Problem: several variables are not explicity declared "extern" in several .h files and cause a linking error since gcc 10

  • port_handler.h, line 47 & 48 : g_used_port_num & *g_is_using
  • packet_handler.h, line 82 : PacketData *packetData;

the error is then, in the linking part (sorry for the french):

g++-10 -shared -fPIC -m64 -o ./libdxl_x64_c.so ./.objects/group_bulk_read.o ./.objects/group_bulk_write.o ./.objects/group_sync_read.o ./.objects/group_sync_write.o ./.objects/packet_handler.o ./.objects/port_handler.o ./.objects/protocol1_packet_handler.o ./.objects/protocol2_packet_handler.o ./.objects/port_handler_linux.o -lrt

/usr/bin/ld : ./.objects/group_bulk_write.o:/tmp/DynamixelSDK-3.7.31/c/build/linux64/../../include/dynamixel_sdk/port_handler.h:48 : définitions multiples de « g_is_using »; ./.objects/group_bulk_read.o:/tmp/DynamixelSDK-3.7.31/c/build/linux64/../../include/dynamixel_sdk/port_handler.h:48 : défini pour la première fois ici

with gcc-9, no error, since it's ignoring this error. The problem and the solution is described here, in the 1st part: https://gcc.gnu.org/gcc-10/porting_to.html

Just have to declare this variables external. in port_handler.h

47  extern int     g_used_port_num;
48  extern uint8_t    *g_is_using;

in packet_handler.h: 82 extern PacketData *packetData;

yohanlediraison avatar Jan 21 '22 11:01 yohanlediraison

Hi @yohanlediraison Thanks for reporting the issue. This change will be applied in the next release.

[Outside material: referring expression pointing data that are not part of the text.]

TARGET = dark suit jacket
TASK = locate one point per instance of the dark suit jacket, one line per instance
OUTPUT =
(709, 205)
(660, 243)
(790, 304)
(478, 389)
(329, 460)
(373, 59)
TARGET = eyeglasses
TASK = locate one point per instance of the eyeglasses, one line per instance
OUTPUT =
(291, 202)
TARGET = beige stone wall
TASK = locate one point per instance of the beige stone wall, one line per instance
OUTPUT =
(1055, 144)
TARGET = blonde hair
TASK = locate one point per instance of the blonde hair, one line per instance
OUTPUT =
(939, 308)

ROBOTIS-Will avatar Jan 24 '22 06:01 ROBOTIS-Will

Hi,

I had given half of the solution. You need to declare the 3 variables in the corresponding .c file as: in packet_handler.c 36 PacketData *packetData;

in port_handler.c, apparently at the bottom out of the #if ...#endif

95 int     g_used_port_num;
96 uint8_t    *g_is_using;

or, as in the "Porting to GCC 10" notes, add the option -fcomon to the library makefile compil options.

I had try both, and both are working. But I think the "extern" solution in .h + declaration in .c is the "state of the art" way...

Hope it's complete now.

yohanlediraison avatar Jan 24 '22 14:01 yohanlediraison

@yohanlediraison Thank you for checking the update! Right, I think the "extern" would be more reasonable modification. I haven't tried compiling these changes yet, but applied them first so that I wouldn't miss them. Before I merge them to the master for the release, I'll make sure to run the test with the gcc 10 on my local machines. Thanks!

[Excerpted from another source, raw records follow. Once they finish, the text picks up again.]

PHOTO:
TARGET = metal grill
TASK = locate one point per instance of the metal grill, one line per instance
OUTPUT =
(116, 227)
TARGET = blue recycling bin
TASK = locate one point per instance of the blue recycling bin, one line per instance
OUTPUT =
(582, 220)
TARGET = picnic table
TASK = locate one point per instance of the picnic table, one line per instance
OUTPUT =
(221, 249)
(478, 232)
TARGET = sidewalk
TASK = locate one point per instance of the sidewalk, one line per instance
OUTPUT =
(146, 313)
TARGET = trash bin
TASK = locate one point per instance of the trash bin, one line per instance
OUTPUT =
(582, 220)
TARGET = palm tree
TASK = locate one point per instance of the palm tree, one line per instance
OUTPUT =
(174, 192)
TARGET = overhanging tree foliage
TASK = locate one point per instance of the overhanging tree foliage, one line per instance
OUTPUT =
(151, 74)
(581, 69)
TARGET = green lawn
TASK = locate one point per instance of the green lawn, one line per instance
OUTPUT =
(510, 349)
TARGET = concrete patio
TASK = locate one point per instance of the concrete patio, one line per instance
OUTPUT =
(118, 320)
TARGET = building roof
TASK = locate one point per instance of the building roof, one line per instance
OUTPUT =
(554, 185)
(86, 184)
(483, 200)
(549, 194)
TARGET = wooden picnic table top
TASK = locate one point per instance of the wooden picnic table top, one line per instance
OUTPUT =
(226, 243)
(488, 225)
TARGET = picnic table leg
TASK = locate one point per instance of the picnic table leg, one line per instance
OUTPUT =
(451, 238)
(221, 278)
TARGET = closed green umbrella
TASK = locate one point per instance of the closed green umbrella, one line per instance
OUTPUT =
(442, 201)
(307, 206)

ROBOTIS-Will avatar Jan 25 '22 00:01 ROBOTIS-Will

Hello,

I am facing a similar issue w/ a Linux SBC, 32-bit w/ compiling for the C language. Python3 and C++ compile just fine.

I started an updated issue in this repo. in case others are having similar concerns.

Seth

P.S. Has the new release ever come to be?

silver2row avatar Jun 07 '22 00:06 silver2row

This commit doesn't completely fix the issue at hand. Declaring the variable as extern suppresses the issue at compile time, but the issue pops up at run time instead. The patch I just submitted addresses this.

To elaborate, declaring the variables as extern promises the linker that the code will define (and thus create storage) for the extern'ed variables elsewhere. However, the original fix does not define the variables elsewhere.

The core issue that causes this is that the #ifndef guards in the include files don't work as intended. I don't know the full reason why (something having to do with translation units?). That said, putting a #warning "here" below the erroneous globals (within the code protected by the #ifndefs) shows that these files are included multiple times and thus the variables are defined multiple times.